SYCL in nuce -- Overview

on under sycl
3 minute read

This chapter will provide a high-level view of SYCL and the problems it is meant to solve. After that we will look at the steps required for the offloading of a basic SAXPY operation. The chapter ends by covering the structure of the SYCL API.

Overview

Origins

What it takes to offload a SAXPY operation

Step 1 - Device selection and queue creation

Step 2 - Device memory allocation

Step 3 - Kernel execution

Step 4 - Synchronization

Summary

API concepts

Coding conventions

At the moment SYCL is only available for the C++ programming language. There are no bindings for C, Fortran or any other language as far as I know.

All of SYCL’s functionality is defined inside the sycl.hpp header which is supplied along your vendor’s SYCL compiler. We will cover the installation of this environment in the next chapter.

SYCL’s classes, constants, types and functions reside inside the cl::sycl namespace. Vendor-specific extensions are defined inside cl::sycl::<vendor_name>.

Object creation usually relies on a lot of enum classes in conjunction with template parameters. In general, object creation follows this pattern:

auto sycl_object = cl::sycl::sycl_class<int,             // a data type
                                        1,               // dimensionality of the object
                                        cl::sycl::config // a SYCL type or enum class value
                                        >{
                        cl::sycl::range<1> // usually the same dimensionality as above
                        {42}               // the object's size
                    };

Reference semantics

One important difference to ordinary C++ are SYCL’s reference semantics, especially when copying SYCL objects on the host side. The specification states in section 4.3.2:

Each of the following SYCL runtime classes: device, context, queue, program, kernel, event, buffer, image, sampler, accessor and stream must obey the following statements, where T is the runtime class type: […] Any instance of T that is constructed as a copy of another instance, via either the copy constructor or copy assignment operator, must behave as-if it were the original instance and as-if any action performed on it were also performed on the original instance and if said instance is not a host object must represent and continue to represent the same underlying OpenCL objects as the original instance where applicable.

Note that this also refers to memory buffers and images!
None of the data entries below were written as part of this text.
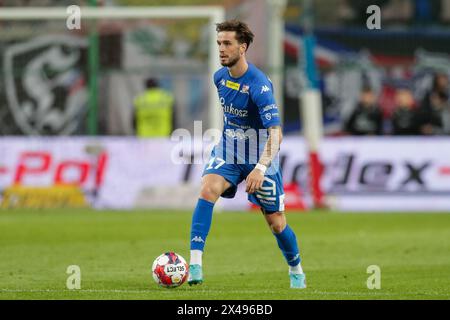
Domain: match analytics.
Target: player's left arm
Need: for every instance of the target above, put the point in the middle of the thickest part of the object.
(269, 114)
(255, 179)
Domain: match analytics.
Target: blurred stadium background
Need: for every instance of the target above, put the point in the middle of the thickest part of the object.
(68, 100)
(69, 133)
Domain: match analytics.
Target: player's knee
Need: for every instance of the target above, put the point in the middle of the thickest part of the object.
(209, 193)
(276, 223)
(277, 227)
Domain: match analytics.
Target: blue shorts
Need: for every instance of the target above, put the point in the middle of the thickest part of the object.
(270, 197)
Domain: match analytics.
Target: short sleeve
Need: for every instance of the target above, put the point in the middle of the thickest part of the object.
(262, 96)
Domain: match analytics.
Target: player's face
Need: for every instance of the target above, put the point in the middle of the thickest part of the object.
(230, 50)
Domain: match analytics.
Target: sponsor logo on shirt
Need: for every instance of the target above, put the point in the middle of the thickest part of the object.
(245, 89)
(232, 85)
(264, 89)
(269, 107)
(231, 110)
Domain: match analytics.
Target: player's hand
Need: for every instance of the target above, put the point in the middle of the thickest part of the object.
(254, 181)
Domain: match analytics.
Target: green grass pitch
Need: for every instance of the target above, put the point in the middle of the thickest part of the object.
(115, 251)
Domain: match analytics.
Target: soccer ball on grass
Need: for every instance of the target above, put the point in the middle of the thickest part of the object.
(170, 270)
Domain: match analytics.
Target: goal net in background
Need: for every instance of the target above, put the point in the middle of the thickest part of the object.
(58, 81)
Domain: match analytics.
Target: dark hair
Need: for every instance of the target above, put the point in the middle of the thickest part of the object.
(243, 32)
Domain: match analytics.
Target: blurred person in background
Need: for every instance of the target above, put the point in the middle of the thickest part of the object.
(154, 111)
(366, 118)
(434, 110)
(405, 118)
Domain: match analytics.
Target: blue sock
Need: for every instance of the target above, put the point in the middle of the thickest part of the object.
(201, 223)
(287, 242)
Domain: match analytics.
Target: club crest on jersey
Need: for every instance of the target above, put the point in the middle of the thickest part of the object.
(245, 89)
(264, 89)
(232, 85)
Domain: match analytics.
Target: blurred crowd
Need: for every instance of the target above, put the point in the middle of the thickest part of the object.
(429, 116)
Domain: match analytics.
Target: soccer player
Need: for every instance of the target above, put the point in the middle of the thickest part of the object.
(247, 151)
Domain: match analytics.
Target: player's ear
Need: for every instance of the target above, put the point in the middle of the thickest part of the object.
(242, 48)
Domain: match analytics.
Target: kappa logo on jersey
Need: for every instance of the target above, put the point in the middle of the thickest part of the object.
(197, 239)
(232, 85)
(245, 89)
(264, 89)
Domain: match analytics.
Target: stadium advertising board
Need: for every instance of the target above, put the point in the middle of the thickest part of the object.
(360, 174)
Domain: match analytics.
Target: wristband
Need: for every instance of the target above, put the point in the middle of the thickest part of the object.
(261, 167)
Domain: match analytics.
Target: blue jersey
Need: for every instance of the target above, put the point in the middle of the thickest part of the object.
(249, 108)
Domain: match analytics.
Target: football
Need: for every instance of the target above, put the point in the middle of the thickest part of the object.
(170, 270)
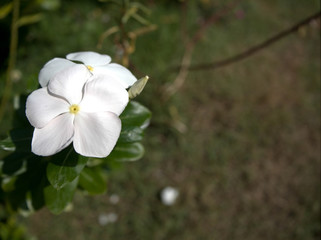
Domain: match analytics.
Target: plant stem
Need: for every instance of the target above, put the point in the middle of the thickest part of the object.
(250, 51)
(12, 57)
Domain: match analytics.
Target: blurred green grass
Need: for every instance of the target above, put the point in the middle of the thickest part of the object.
(248, 164)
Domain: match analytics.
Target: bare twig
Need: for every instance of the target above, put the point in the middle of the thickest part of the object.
(187, 57)
(12, 57)
(249, 52)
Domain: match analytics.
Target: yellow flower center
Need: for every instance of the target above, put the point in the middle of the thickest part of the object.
(74, 109)
(90, 68)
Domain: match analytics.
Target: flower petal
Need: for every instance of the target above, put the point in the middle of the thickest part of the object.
(41, 107)
(96, 134)
(69, 83)
(122, 74)
(51, 68)
(104, 94)
(54, 137)
(90, 58)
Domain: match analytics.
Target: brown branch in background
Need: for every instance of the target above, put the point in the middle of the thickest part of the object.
(249, 52)
(12, 57)
(187, 57)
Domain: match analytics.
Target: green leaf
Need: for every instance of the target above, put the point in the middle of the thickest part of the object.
(137, 87)
(65, 167)
(29, 19)
(135, 115)
(131, 135)
(7, 145)
(8, 183)
(127, 152)
(57, 199)
(93, 180)
(21, 138)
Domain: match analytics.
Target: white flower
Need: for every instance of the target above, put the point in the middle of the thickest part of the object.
(73, 109)
(169, 195)
(95, 62)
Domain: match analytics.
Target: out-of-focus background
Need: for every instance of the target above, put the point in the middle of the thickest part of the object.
(240, 143)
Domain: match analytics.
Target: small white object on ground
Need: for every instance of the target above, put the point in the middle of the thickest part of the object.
(169, 195)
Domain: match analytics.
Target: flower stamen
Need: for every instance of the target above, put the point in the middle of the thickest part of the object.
(74, 109)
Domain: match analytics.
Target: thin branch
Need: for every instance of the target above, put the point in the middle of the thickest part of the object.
(187, 57)
(249, 52)
(12, 57)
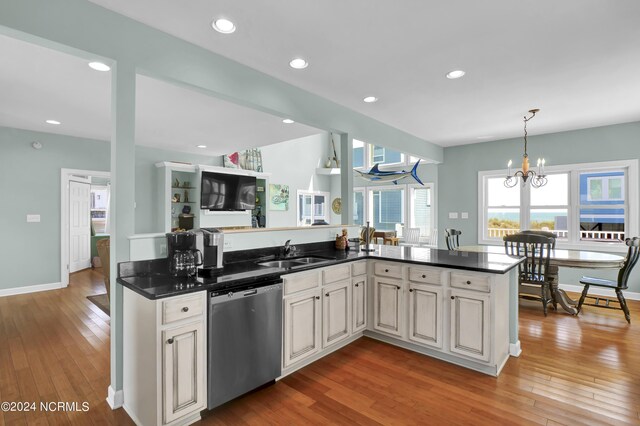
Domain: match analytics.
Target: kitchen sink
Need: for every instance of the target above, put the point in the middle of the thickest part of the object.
(282, 263)
(295, 262)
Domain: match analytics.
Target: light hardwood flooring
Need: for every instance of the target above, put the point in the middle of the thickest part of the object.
(54, 346)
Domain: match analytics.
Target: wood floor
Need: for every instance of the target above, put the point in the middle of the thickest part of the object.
(54, 346)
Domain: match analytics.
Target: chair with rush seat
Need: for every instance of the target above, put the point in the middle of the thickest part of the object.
(452, 238)
(533, 271)
(618, 285)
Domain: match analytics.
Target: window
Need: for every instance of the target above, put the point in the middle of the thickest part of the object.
(312, 207)
(421, 213)
(583, 203)
(386, 207)
(358, 206)
(358, 154)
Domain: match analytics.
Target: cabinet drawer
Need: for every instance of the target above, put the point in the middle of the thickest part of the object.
(428, 276)
(470, 282)
(301, 282)
(179, 309)
(336, 273)
(358, 268)
(388, 270)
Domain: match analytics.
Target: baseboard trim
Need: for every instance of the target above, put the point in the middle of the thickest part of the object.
(631, 295)
(115, 399)
(515, 349)
(30, 289)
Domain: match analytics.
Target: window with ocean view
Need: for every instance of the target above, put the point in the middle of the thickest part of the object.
(580, 203)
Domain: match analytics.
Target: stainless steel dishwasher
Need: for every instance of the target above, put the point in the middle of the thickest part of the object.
(245, 340)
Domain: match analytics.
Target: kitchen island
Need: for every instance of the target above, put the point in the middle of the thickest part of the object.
(460, 307)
This means that a copy performed by assignment only creates a reference to the very same memory, it does not allocate new memory or copies any of the existing device memory. This is different from the assignment operations we know from standard C++ where an assignment would create (for example) a new vector and then perform a copy of the old vector’s contents.

Exception handling

SYCL’s method of error handling are exceptions. While these are similar to the exceptions known from the C++ STL they do not inherit from any of the STL’s predefined classes. Instead, SYCL defines a base exception class from which multiple other exception types inherit.

By default SYCL will only (visibly) throw exceptions that occur on the host side, i.e. during program control flow. Exceptions that are raised on the device side (inside the kernel) will be thrown asynchronously with regard to the host program. The programmer needs to set up an asynchronous exception handling mechanism if he wants to catch these errors (we will cover this in a later chapter).

Profiling

Sooner or later you will want to profile your device kernels. For basic timing-based profiling you can use SYCL’s built-in functionality: just pass the enable_profiling property to the queue during the latter’s construction and you can query the events returned by the queue for profiling information. We will cover this with more detail in one of the following chapters.